More broadly, though, Washington needs to take a good look at its regional security strategy. US policymakers should take the recent interruptions in their use of Pakistani territory to supply their forces in Afghanistan as confirmation of the need to reduce their dependence on Islamabad’s support for the war on terror. As well as providing the main route along which NATO receives its non-lethal supplies, Pakistani officials also allow the United States to conduct an air campaign against their own territory. (Indeed, media sources have suggested that the unmanned aerial vehicles that constantly bombard Pakistani territory are actually based in Pakistan and receive much of their targeting intelligence from Pakistani sources).

Not only would diversifying Washington’s regional support base be prudent in and of itself, but relying so heavily on the Pakistani government to actively support US policy like this places Pakistani leaders in the unhelpful position of appearing to be Washington’s regional puppets.

And there’s already some indication that such diversification could work, with the continued improvement in Russia-NATO relations providing a possible window of opportunity to allow these parties to consider expanding the flow of NATO supplies reaching Afghanistan via Russia, Central Asia and perhaps even through the South Caucasus, an area of special sensitivity to Moscow due to Russian unease about NATO’s ties with Georgia.

Yet there’s another country that also looms over US ties with Pakistan—India.

Last week saw little progress over Pakistan’s requests to receive a civil nuclear energy cooperation agreement comparable to that already negotiated by its neighbour and rival. The problem is that the US Congress, which is now subjecting the proliferating number of nuclear cooperation agreements to closer scrutiny, is almost certainly not going to approve such an accord with Pakistan given its inferior proliferation record compared with India.

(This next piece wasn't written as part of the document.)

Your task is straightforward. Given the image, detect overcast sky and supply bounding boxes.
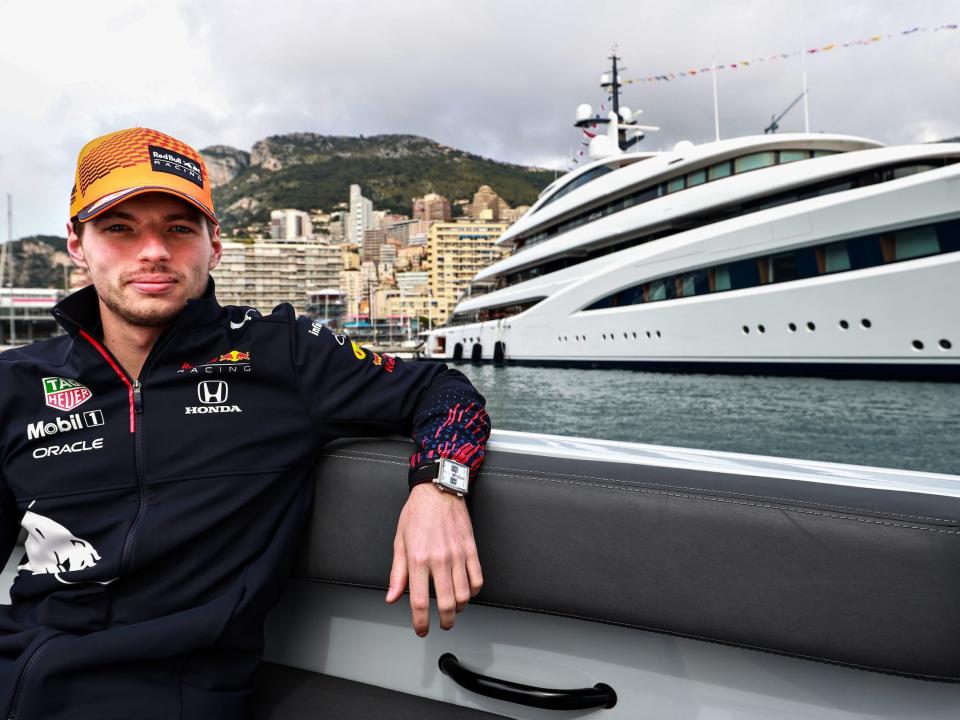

On the other hand, the Obama administration is aware of Pakistani concerns over the prospect of being granted secondary status compared with India. With this mind, President Barack Obama made sure to tell the Pakistani delegation at the White House that while he wouldn’t go to Pakistan next month when he travels to India, he will visit Pakistan next year and will eagerly greet President Asif Ali Zardari in Washington.

Of course, whatever reassuring gestures Obama makes now won’t overcome decades of US-Pakistan tensions any time soon—Pakistanis have felt misunderstood and mistreated by Washington, which they believe has demonstrated interest in Pakistan only when it needs Islamabad’s help against regional threats.

US policymakers, for their part, are perplexed by Pakistan’s skewed threat perceptions and apparent insistence in believing India to be a greater danger than Islamist terrorists. Washington believes, with some cause, that Pakistan’s possession of nuclear weapons deter India from using force against Pakistan, but offers little protection against Islamist suicide bombers.

So although the meeting between Qureshi and Clinton marks another important step in the relationship, the two were also right to talk about a multi-year and even multi-generation programme for rebuilding the bilateral relationship. After all, against a background of decades of mistrust, putting ties on a firmer footing won’t be easy, and it won’t be quick.